A gear 56 is rotatably mounted onto the shaft 53 at a position opposing the energizing coil 52 with the rotor 55 interposed between the gear 56 and the energizing coil 52. The gear 56 is rotatable when a rotating force from an external device is transmitted thereto. An armature 57 is mounted on the shaft 53 opposing to the gear 56 with a plate spring 58 interposed between the armature 57 and the gear 56. Specifically, the armature 57 and the gear 56 are integrally assembled with the plate spring 58 in such a manner that the plate spring 58 is fixed to the armature 57 by swaging projections 59 which are integrally and circumferentially formed on a surface of the armature 57 with the plate spring 58 simultaneously mounted on the gear 56 by screws 60 at plural positions circumferentially.
Annular grooves 61, 62 are formed in opposite ends of the shaft 53. Fitting ring-like engaging pieces 63, 64 respectively in the annular grooves 61, 62 prevents the field 51 and the gear 56 from disengaging from the shaft 53. Note that at least the field 51, shaft 53, rotor 55, and armature 57 are made of a magnetized material such as ferrite metal.
In the above-constructed electromagnetic clutch, when the energizing coil 52 is excited, the armature 57 is magnetically attracted to the rotor 55 against a spring force of the plate spring 58, and thus, a rotation of the gear 56 is transmitted to the rotor 55 to rotate the shaft 53. On the other hand, when the energizing coil 52 is de-energized, the armature 57 springs away from the rotor 55 and returns to the original position opposing the gear 56 due to a restoration force of the plate spring 57. Thereby, the rotation of the shaft 53 is suspended.

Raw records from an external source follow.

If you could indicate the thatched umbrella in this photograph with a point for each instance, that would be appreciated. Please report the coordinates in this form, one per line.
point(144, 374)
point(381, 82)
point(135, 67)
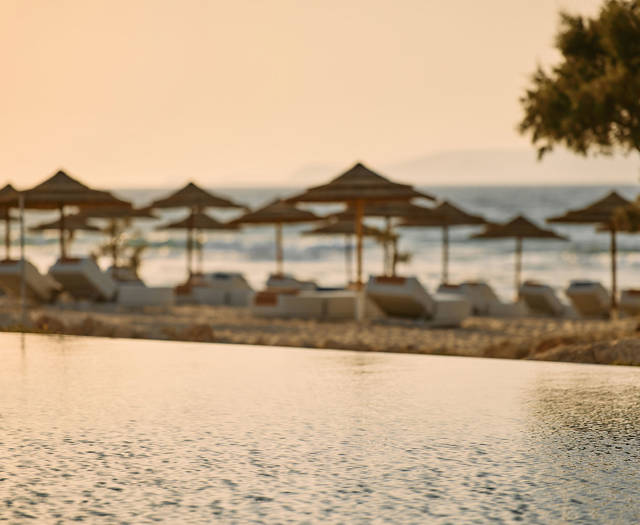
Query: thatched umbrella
point(359, 185)
point(444, 216)
point(388, 211)
point(347, 228)
point(197, 221)
point(601, 212)
point(197, 200)
point(277, 213)
point(9, 198)
point(119, 217)
point(518, 228)
point(61, 190)
point(70, 225)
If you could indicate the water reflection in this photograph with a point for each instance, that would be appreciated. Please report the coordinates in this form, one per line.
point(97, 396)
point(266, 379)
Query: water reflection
point(113, 430)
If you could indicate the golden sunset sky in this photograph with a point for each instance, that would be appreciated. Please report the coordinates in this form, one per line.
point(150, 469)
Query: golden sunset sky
point(135, 93)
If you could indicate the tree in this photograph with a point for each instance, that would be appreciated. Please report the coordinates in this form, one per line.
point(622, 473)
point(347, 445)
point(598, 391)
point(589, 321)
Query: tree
point(590, 101)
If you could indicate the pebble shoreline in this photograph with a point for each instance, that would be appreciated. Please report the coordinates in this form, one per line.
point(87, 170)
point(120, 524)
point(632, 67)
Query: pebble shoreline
point(580, 341)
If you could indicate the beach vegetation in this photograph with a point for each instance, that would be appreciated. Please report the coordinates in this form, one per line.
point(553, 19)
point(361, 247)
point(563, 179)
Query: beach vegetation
point(589, 101)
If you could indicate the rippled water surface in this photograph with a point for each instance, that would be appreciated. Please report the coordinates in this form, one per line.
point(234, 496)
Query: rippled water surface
point(138, 431)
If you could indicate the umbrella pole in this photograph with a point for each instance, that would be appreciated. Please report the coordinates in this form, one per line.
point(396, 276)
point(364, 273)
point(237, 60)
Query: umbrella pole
point(518, 266)
point(114, 246)
point(359, 213)
point(445, 254)
point(63, 249)
point(388, 264)
point(347, 257)
point(279, 253)
point(394, 255)
point(199, 236)
point(614, 280)
point(7, 235)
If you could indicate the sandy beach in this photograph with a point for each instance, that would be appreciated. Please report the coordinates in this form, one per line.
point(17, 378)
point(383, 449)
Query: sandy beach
point(586, 341)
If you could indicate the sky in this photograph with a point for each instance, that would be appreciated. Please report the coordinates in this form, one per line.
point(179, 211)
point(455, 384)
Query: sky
point(150, 93)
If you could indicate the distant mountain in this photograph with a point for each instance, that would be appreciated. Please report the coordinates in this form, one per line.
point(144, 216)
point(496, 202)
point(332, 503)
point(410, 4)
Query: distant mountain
point(521, 167)
point(492, 167)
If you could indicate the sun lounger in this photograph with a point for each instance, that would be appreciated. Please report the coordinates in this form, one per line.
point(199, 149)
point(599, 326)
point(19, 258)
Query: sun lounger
point(589, 298)
point(223, 289)
point(216, 289)
point(542, 300)
point(484, 301)
point(135, 296)
point(38, 287)
point(406, 297)
point(630, 302)
point(83, 279)
point(311, 304)
point(288, 282)
point(124, 275)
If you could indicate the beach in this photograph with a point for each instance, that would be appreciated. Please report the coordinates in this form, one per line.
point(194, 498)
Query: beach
point(581, 341)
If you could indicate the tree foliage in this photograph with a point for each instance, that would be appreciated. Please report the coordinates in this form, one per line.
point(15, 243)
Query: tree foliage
point(590, 101)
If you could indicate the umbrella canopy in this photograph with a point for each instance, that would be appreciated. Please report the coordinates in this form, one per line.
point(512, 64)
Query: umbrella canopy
point(347, 228)
point(444, 216)
point(9, 198)
point(197, 200)
point(389, 211)
point(71, 224)
point(518, 228)
point(196, 220)
point(358, 185)
point(277, 212)
point(392, 209)
point(118, 212)
point(193, 196)
point(603, 213)
point(62, 190)
point(343, 227)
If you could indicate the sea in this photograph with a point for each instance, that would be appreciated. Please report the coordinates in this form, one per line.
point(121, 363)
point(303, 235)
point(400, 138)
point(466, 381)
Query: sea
point(129, 431)
point(252, 250)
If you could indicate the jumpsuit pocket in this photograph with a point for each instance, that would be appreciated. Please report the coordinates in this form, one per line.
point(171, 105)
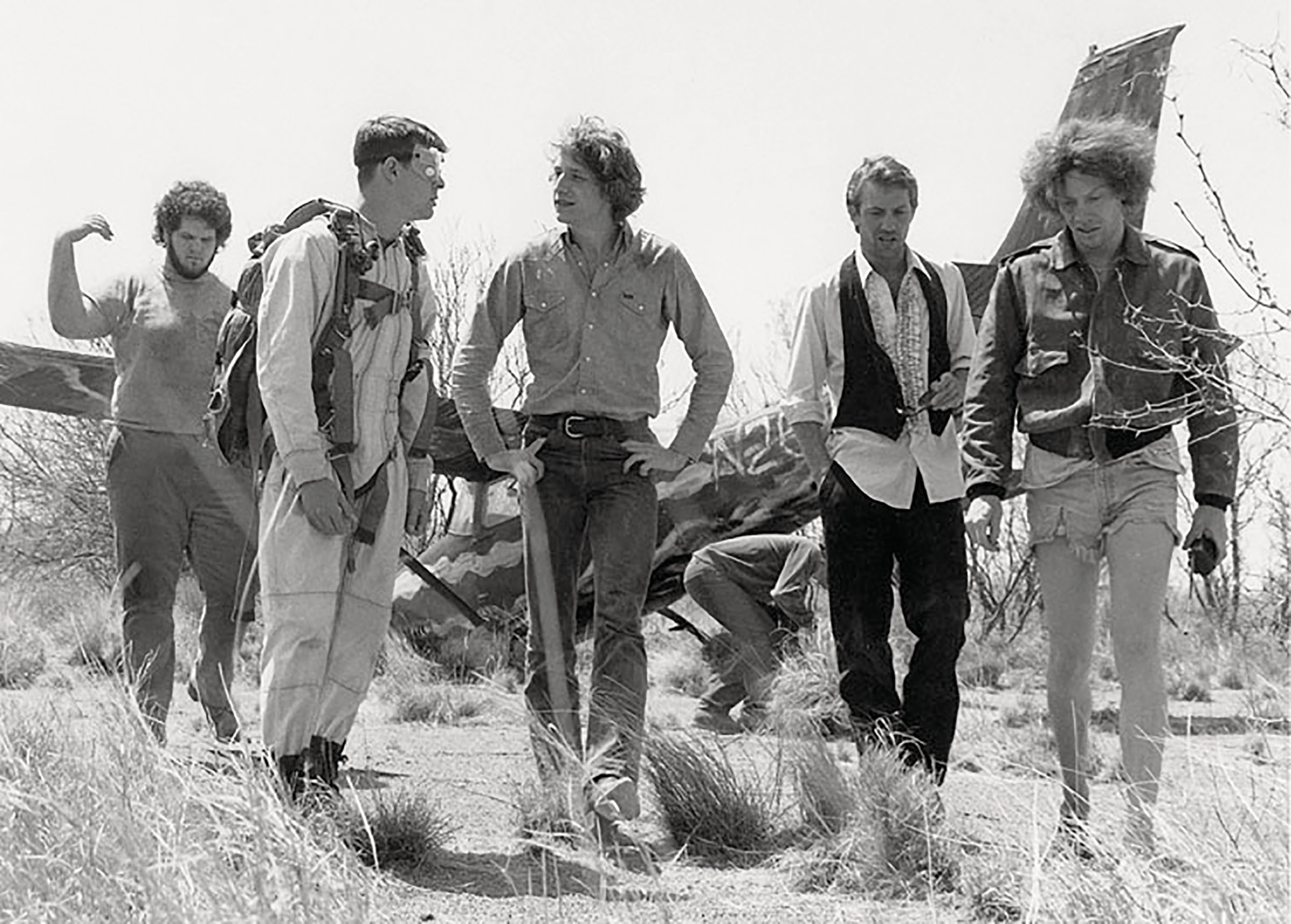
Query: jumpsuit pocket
point(115, 446)
point(1038, 360)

In the electromagnetic clutch shown in FIG. 8, assembling operations such as tightly fixing the plate spring 58 onto the armature 57 by swaging or the like and fixing the plate spring 58 on the gear 56 with screws are required, which makes the assembling operation complex and may result in raising the production cost of the electromagnetic clutch with a difficulty in reducing the size of the plate spring 58. Further, it is highly likely that variation of a swaging force and a fixing force may occur at the swaging and fixing operation, which may resultantly vary the resilient performance of the plate spring 58. In view of the above possibility, swaging/fixing operation should be carried out with caution, which may deteriorate the assembling efficiency.
Another arrangement of the electromagnetic clutch has been proposed (for example, in Japanese Examined Utility Model Publication No. 7-24666) as shown in FIGS. 9A and 9B. FIG. 9A is a partially sectional view illustrating a state that an armature is mounted on a gear, and FIG. 9B is a plan view of a spring used in this electromagnetic clutch.
As shown in FIG. 9A, the electromagnetic clutch is constructed in such a manner that an armature 57' is mounted on a gear 56' together with a ring-like spring 58' formed with a through hole 582' in the center thereof. As shown in FIG. 9B, the ring-like spring 58' is formed with radially inwardly protruding projections 581' along an inner circumference thereof at a certain interval. Each projection 581' is formed with a bent portion 583' at a lead end thereof. Placing the armature 57' along a fitting groove 562' formed in a circumference of the gear 56' near a through hole 561' of the gear 56' and press-fitting the armature 57' into the fitting groove 562' resiliently holds the armature 57' in the gear 56'.
The electromagnetic clutch shown in FIGS. 9A and 9B (namely, the latter arrangement) can omit the swaging/fixing operation which has been required in the electromagnetic clutch shown in FIG. 8 and simplify the assembling operation to some extent which may contribute to lowering the production cost of the electromagnetic clutch to some extent. The latter arrangement may also be advantageous in improving assembling efficiency because merely press-fitting the ring-like spring 58' into the fitting groove 562' accomplishes mounting of the armature 57' onto the gear 56'. However, the latter arrangement necessitates an additional step of forming the bent portion 583' at the lead end of the projection 581' after press-molding the ring-like spring 58'. Further, the latter arrangement has a difficulty in producing a small-sized spring 58' due to the existence of the radially inwardly protruding projections 581', thereby likely to raise the production cost of the electromagnetic clutch as a whole.